Sans-titre, 2024, monochrome coulisses
La démarche d’Alexandra Dubé Loubert s’inscrit dans le prolongement du mouvement automatiste qui a vu le jour au Québec au début des années 1940 et dont l’objectif était de contrer la rigueur véhiculée par le conservatisme artistique, politique ainsi que l’emprise de la religion catholique sur la population apeurée par les mystères de la foi.
Les Automatistes sont des adeptes de la non-préconception de l’œuvre. Cette forme de création laisse place au hasard, à l’invisible et embrasse l’abstraction. La façon de faire d’Alexandra s’inscrit au sein de ce mouvement puisqu’elle ne connaît jamais le résultat final de son travail. On pourrait dire qu’elle crée à l’aveugle tout en étant à la recherche d’un esthétisme non figuratif que seul le mariage des couleurs et des matériaux fera naître sous son doigté agile.

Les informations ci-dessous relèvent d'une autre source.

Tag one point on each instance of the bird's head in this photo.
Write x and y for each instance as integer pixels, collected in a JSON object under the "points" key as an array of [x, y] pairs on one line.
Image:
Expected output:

Devant l’abstraction d’une peintre automatiste, on suggère « de prendre le point de vue de la genèse de l’œuvre plutôt que celui de son aboutissement, les conditions de sa fabrication plutôt que son sujet, ou si l’on veut, d’adopter le point de vue [de la] peintre qui fait le tableau, plutôt que celui du spectateur qui le regarde » (Gagnon 2015 : 70). Mon rôle n’est donc pas de vous dire si la toile me plaît ou pas, mais bien de vous expliquer comment Alexandra s’y est prise pour aboutir à ce résultat tout en décrivant ce qui s’offre à notre vue. Vous remarquerez qu’à l’occasion je partage mon interprétation de certaines peintures, l’intention derrière est d’aider les visiteuses et les visiteurs aveugles et malvoyants à se créer une image mentale des toiles. Soyez assurés que l’objectif n’est pas de vous imposer ma vision des œuvres d’Alexandra, mais de vous donner le plus d’information possible sur sa technique pour que vous puissiez interpréter significativement les peintures.
GAGNON, François-Marc (2015) : Riopelle, l’ekphrasis et l’invisibilité. Études françaises. 51(2), 69-86.
Vous voici devant une peinture, acrylique sur canevas, créée en 2024 par Alexandra Dubé Loubert, elle est sans-titre et monochrome, c’est-à-dire qu’on y trouve qu’une seule et unique couleur, en l’occurrence le blanc qui se décline en deux teintes. Cette toile de 12 pouces (30,5 cm), approximativement la longueur de votre avant-bras, du pli du coude au poignet, sur 18 pouces (45,7 cm), donc à peu près du bout des doigts au creux de votre coude, éblouie de clarté comme lorsque le soleil rayonne et frappe de ses mille feux la neige immaculée d’une bordée fraîchement tombée.
Alexandra m’a expliqué comment elle s’y était prise pour créer cette toile-à-toucher. Soit dit en passant, nous vous encourageons à explorer la toile de vos doigts pendant que vous écoutez cette description. Elle se trouve devant vous, tender les bras, faites lentement quelques pas et le bout de vos doigts effleureront cette peinture. Alexandra a d’abord recouvert l’entièreté du canevas d’une mince couche de peinture blanche. Lorsque vos doigts parcourront la partie inférieure de la peinture, vous ressentirez la rugosité de ce tissu résistant composé de fibre de coton. Au toucher de ce textile brut, la sensation au bout de nos doigts se trouve à mi-chemin entre le jute et le denim. Une fois que cette première couche de peinture fut sèche, d’une main Alexandra a incliné la toile et de son autre main, elle a pris directement sa bouteille de gesso et elle a, tout simplement, fait couler des coulisses de cet enduit, plus ou moins longues, les unes à côté des autres. Le gesso est un apprêt acrylique qui est habituellement utilisé pour couvrir les canevas afin de les rendre plus lisses et plus adhérents à la peinture, par exemple. Celui qu’Alexandra a utilisé est très opaque et blanc. En faisant parcourir vos doigts sur le haut de la peinture, vous sentirez que la texture est plus épaisse, un peu comme du latex. L’aspect rêche du canevas a disparu. Maintenant, faites courir le bout de votre index de haut en bas, en diagonale ou de gauche à droite. Imprégnez-vous de ces sensations tactiles. N’est-ce pas que le changement de texture est assez drastique entre le canevas et le gesso. Pour certaines, comme Alexandra, ce seront des larmes qui seront perçues, pour d’autres, comme moi, nous y décelons les coulisses du glaçage d’un gâteau. Et vous, qu’y percevez-vous?